Published in final edited form as: Nat Cell Biol. 2017 May 1;19(6):698–710. doi: 10.1038/ncb3518

Figure 9. Organ specific RIDD activation orchestrates cDC1s survival in the face of chronic ER stress.

Figure 9

(A) Distribution of cDC1s and cDC2s in the lungs of given genotypes. Numbers are percentage of cDC1s and cDC2s relative to all cDCs from 1 representative sample. (B) Number of lung cDC1s in Xbp1fl/fl/Ire1fl/fl, XBP1ΔDC, XBP1ΔDC/IRE1WT/truncDC and XBP1ΔDC/IRE1truncDC mice. (C) Percentage of Mig cDC1s in the MedLN of Xbp1fl/fl/Ire1fl/fl, XBP1ΔDC, XBP1ΔDC/IRE1WT/truncDC and XBP1ΔDC/IRE1truncDC. (D) Distribution of cDC1s and cDC2s in the LP-SI of given genotypes. Numbers in graphs are percentage of cDC1s and cDC2s relative to all cDCs from 1 representative sample. (E) Number of LP-SI cDC1s in Xbp1fl/fl/Ire1fl/fl, XBP1ΔDC, XBP1ΔDC/IRE1WT/truncDC and XBP1ΔDC/IRE1truncDC mice. (F) Percentage of Mig cDC1s in the MesLN of Xbp1fl/fl/Ire1fl/fl XBP1ΔDC, XBP1ΔDC/IRE1WT/truncDC and XBP1ΔDC/IRE1truncDC. (A–F) Bar graphs represent mean +/− S.E.M. (n=at least 5). Kruskal-Wallis test Dunn’s multiple comparisons. (G) Venus FP expression in in-vitro cultured DCs from ERAi Tg bone marrow. Cells were treated with tunicamycin (TM) and increasing doses of the IRE1 inhibitor B-I09. Percentage of VenusFP+ cells are given. (H) VenusFP expression in ERAi transgenic splenic cDC1s upon in-vivo treatment with B-I09 or vehicle control.
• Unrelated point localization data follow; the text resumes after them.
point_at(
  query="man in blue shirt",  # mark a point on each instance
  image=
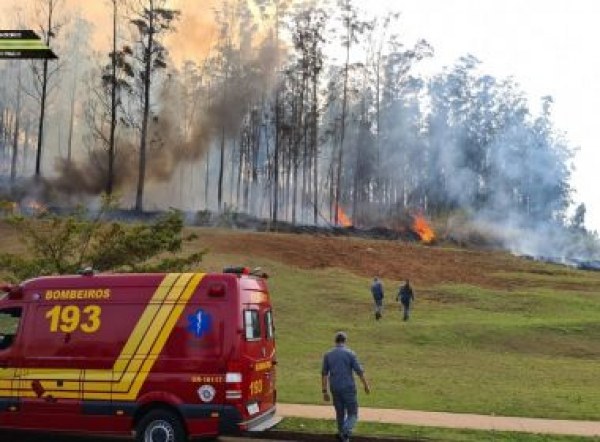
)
(377, 292)
(339, 364)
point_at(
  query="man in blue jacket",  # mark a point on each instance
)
(377, 292)
(406, 296)
(339, 364)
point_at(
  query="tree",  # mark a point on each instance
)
(47, 10)
(152, 21)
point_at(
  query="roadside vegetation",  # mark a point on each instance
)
(56, 244)
(413, 433)
(490, 333)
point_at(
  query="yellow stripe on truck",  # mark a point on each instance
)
(126, 378)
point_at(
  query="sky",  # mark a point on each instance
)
(548, 46)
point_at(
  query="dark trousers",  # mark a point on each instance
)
(346, 410)
(406, 307)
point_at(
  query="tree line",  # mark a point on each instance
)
(297, 109)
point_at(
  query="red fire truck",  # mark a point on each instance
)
(162, 357)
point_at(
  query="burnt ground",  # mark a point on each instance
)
(425, 265)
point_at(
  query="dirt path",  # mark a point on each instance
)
(449, 420)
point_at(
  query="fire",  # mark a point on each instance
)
(423, 229)
(343, 219)
(36, 207)
(8, 206)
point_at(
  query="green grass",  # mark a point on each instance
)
(423, 433)
(530, 348)
(533, 352)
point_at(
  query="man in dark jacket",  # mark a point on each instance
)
(377, 292)
(339, 364)
(405, 296)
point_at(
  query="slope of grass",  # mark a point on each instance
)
(534, 352)
(508, 338)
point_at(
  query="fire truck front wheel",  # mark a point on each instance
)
(160, 426)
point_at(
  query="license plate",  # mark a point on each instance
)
(252, 408)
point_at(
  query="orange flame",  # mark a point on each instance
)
(423, 229)
(36, 207)
(343, 219)
(8, 206)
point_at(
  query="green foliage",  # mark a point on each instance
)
(65, 244)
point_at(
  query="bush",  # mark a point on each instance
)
(66, 244)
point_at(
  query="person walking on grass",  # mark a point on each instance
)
(377, 292)
(339, 365)
(406, 296)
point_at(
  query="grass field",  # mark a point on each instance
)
(412, 433)
(490, 333)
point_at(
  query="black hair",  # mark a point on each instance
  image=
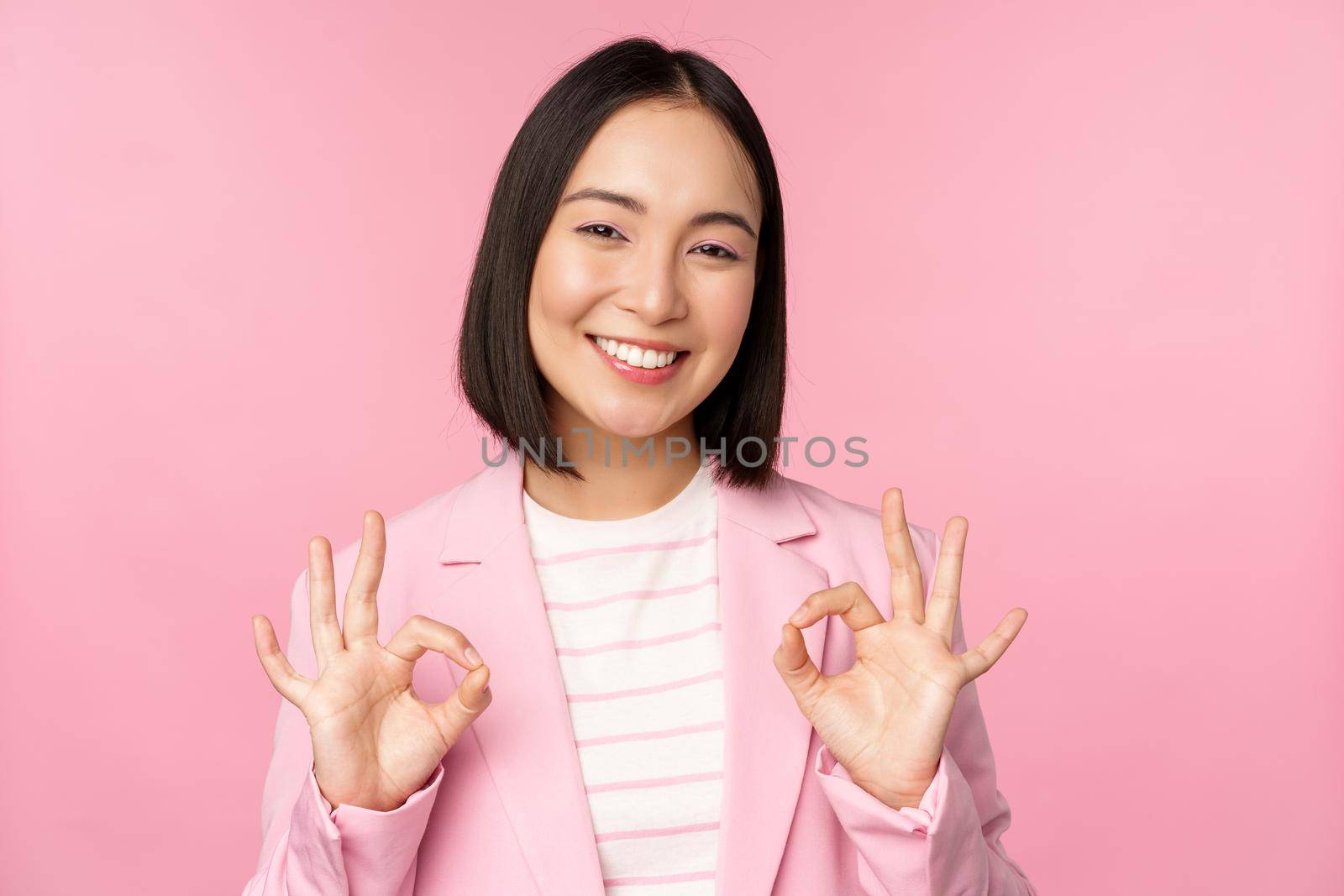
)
(497, 374)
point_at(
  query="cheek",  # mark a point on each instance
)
(564, 284)
(727, 307)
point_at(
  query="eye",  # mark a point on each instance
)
(726, 253)
(591, 231)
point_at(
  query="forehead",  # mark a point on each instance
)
(676, 159)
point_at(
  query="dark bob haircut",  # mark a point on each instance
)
(504, 387)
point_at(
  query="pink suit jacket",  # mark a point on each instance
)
(506, 812)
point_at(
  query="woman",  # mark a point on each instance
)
(658, 721)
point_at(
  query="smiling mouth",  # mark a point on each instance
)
(638, 355)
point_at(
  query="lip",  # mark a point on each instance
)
(642, 375)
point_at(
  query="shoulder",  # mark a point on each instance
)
(851, 531)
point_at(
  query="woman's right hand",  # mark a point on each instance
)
(375, 743)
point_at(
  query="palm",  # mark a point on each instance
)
(885, 719)
(374, 741)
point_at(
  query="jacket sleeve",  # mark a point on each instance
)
(308, 849)
(949, 846)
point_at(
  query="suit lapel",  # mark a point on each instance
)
(765, 735)
(526, 735)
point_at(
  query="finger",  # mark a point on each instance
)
(322, 602)
(421, 634)
(291, 685)
(979, 661)
(796, 667)
(465, 705)
(941, 611)
(848, 600)
(362, 595)
(906, 580)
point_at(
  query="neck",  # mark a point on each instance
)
(616, 488)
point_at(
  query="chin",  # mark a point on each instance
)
(636, 421)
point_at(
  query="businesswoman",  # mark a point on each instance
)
(664, 671)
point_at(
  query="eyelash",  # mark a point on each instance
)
(729, 254)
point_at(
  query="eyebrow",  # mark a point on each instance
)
(640, 208)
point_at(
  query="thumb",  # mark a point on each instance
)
(796, 667)
(465, 705)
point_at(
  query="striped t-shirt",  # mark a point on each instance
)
(633, 607)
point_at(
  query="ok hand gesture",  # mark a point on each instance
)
(375, 743)
(885, 718)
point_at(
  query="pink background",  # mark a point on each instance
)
(1075, 275)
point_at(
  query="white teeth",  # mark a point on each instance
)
(635, 355)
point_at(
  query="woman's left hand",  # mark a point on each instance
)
(886, 716)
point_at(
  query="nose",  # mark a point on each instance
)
(655, 295)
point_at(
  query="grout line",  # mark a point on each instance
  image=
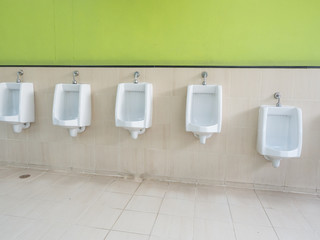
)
(234, 230)
(132, 195)
(194, 211)
(266, 214)
(158, 211)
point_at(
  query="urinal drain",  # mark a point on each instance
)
(25, 176)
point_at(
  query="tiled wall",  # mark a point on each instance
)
(166, 150)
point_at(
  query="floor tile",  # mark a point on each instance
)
(173, 227)
(296, 234)
(99, 216)
(113, 200)
(275, 200)
(207, 229)
(248, 232)
(249, 215)
(213, 211)
(181, 191)
(14, 226)
(288, 219)
(135, 222)
(55, 231)
(123, 186)
(144, 204)
(243, 197)
(115, 235)
(211, 194)
(177, 207)
(152, 188)
(84, 233)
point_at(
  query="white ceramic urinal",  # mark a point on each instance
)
(72, 107)
(17, 104)
(279, 133)
(204, 110)
(134, 107)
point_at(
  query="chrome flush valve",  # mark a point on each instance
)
(204, 76)
(75, 74)
(277, 96)
(19, 74)
(136, 76)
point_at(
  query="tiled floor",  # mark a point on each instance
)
(51, 205)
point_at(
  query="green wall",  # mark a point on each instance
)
(160, 32)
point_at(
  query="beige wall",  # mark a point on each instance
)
(166, 150)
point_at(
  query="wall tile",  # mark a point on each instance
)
(166, 150)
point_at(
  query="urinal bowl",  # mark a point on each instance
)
(17, 105)
(133, 110)
(279, 133)
(204, 111)
(72, 107)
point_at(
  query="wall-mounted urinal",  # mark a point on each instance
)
(279, 132)
(17, 103)
(204, 109)
(72, 106)
(134, 106)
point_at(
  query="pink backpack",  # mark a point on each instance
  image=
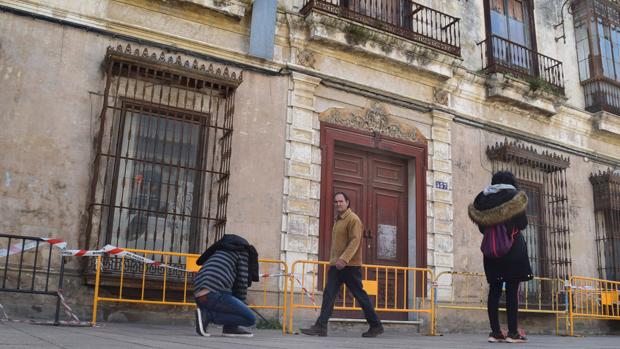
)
(497, 242)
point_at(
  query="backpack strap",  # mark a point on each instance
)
(515, 231)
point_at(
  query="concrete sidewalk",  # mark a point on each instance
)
(133, 335)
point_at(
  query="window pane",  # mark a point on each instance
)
(498, 6)
(499, 24)
(516, 10)
(606, 54)
(155, 183)
(583, 51)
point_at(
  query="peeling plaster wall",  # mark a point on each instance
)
(50, 101)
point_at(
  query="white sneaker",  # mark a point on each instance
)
(201, 327)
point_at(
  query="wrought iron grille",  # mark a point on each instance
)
(163, 153)
(503, 56)
(543, 177)
(597, 32)
(404, 18)
(606, 190)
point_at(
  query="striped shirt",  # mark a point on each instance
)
(224, 271)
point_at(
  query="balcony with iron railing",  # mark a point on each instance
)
(503, 56)
(602, 94)
(403, 18)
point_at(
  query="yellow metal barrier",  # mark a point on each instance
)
(593, 298)
(393, 289)
(138, 282)
(469, 291)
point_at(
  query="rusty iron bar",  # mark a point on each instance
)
(404, 18)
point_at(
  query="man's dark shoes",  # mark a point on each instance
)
(496, 337)
(373, 332)
(315, 330)
(236, 331)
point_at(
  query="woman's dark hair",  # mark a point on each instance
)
(345, 197)
(504, 177)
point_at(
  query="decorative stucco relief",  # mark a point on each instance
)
(375, 118)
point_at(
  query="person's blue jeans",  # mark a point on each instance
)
(223, 308)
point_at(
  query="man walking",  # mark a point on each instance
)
(345, 267)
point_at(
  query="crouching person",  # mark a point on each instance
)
(228, 268)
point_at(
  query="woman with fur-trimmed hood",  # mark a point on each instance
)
(502, 202)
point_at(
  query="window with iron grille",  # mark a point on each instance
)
(163, 153)
(597, 35)
(543, 178)
(606, 190)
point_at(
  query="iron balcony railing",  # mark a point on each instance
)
(503, 56)
(602, 94)
(404, 18)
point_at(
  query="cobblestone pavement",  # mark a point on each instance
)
(135, 335)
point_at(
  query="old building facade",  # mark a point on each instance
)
(160, 125)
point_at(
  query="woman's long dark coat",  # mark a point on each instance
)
(508, 207)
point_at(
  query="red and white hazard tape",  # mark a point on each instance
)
(25, 246)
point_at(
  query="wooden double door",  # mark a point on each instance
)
(376, 185)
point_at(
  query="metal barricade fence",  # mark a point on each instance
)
(469, 291)
(169, 281)
(29, 265)
(391, 288)
(592, 298)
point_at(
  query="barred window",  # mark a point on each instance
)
(163, 153)
(606, 190)
(543, 178)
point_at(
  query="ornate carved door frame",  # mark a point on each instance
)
(373, 128)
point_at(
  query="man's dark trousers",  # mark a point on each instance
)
(352, 278)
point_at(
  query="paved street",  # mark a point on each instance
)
(133, 335)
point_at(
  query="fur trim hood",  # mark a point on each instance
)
(500, 213)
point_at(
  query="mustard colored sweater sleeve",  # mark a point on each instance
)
(355, 238)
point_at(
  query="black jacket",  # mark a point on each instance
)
(508, 207)
(232, 242)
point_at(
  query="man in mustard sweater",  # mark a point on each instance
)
(345, 267)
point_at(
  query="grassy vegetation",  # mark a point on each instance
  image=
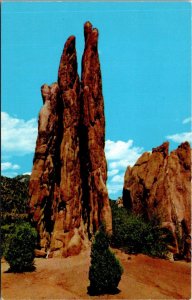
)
(133, 234)
(105, 270)
(19, 247)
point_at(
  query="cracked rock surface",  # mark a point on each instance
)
(68, 194)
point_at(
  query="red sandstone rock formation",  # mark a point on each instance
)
(94, 168)
(160, 184)
(68, 195)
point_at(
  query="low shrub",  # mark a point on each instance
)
(105, 270)
(20, 246)
(135, 235)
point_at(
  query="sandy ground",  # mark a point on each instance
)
(143, 278)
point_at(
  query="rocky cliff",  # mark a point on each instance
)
(160, 184)
(68, 195)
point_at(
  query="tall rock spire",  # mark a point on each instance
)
(94, 168)
(68, 195)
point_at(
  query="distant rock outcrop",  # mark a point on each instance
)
(160, 184)
(68, 195)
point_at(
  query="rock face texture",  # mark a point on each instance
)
(68, 195)
(160, 184)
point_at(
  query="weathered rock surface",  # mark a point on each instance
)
(160, 184)
(68, 195)
(94, 167)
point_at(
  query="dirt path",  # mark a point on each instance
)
(143, 278)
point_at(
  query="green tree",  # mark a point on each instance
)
(105, 270)
(20, 246)
(134, 234)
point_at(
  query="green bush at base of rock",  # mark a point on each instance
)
(19, 248)
(105, 270)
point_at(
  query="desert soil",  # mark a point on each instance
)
(143, 278)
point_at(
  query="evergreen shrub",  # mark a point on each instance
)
(105, 270)
(20, 246)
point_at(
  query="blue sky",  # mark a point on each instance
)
(144, 50)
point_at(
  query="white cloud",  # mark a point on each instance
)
(114, 189)
(18, 136)
(118, 178)
(10, 174)
(180, 137)
(119, 156)
(113, 172)
(9, 166)
(187, 120)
Geometrical mean fluorescence is given. (I) PCR analysis of unspliced Xbp1 mRNA (Xbp1u) and spliced Xbp1 mRNA (Xbp1s) in FACS sorted splenic cDC1s from wild-type C57BL/6 mice treated with B-I09 for 0, 4 or 24 hours. mRNA encoding Hprt serves as a loading control. (J) CD11c expression in XBP1 deficient MesLN cDC1s and cDC2s treated with B-I09 or vehicle control. Bar graphs represent mean +/− S.E.M. (n=5). Mann-Whitney test, ** : p<0.01. (K) Ratios of B-I09 treated over vehicle treated cDC1s and cDC2s derived of XBP1fl/fl, XBP1ΔDC and XBP1ΔDC/IRE1truncDC MesLNs. Each dot represents an individual mouse. Error bars depict S.E.M. Mann-Whitney test, ** : p<0.01. Data is representative of 2 (A–F,H,J,K) independent experiments or 1 (G,I) experiment. (L) Graphical summary of main events downstream of XBP1 deficiency in lung or intestinal cDC1s. Green represents inhibitory events, red equals activation. Loss of XBP1 in both lung and intestinal cDC1s activates both IRE1 and PERK. This is only modest in the lung and more pronounced in the LP-SI, resulting into a block in cell death in the LP-SI in a RIDD dependent manner. At this stage it is unclear whether the PERK mediated adaptive downregulation in protein synthesis in the LP-SI also contributes to cell survival.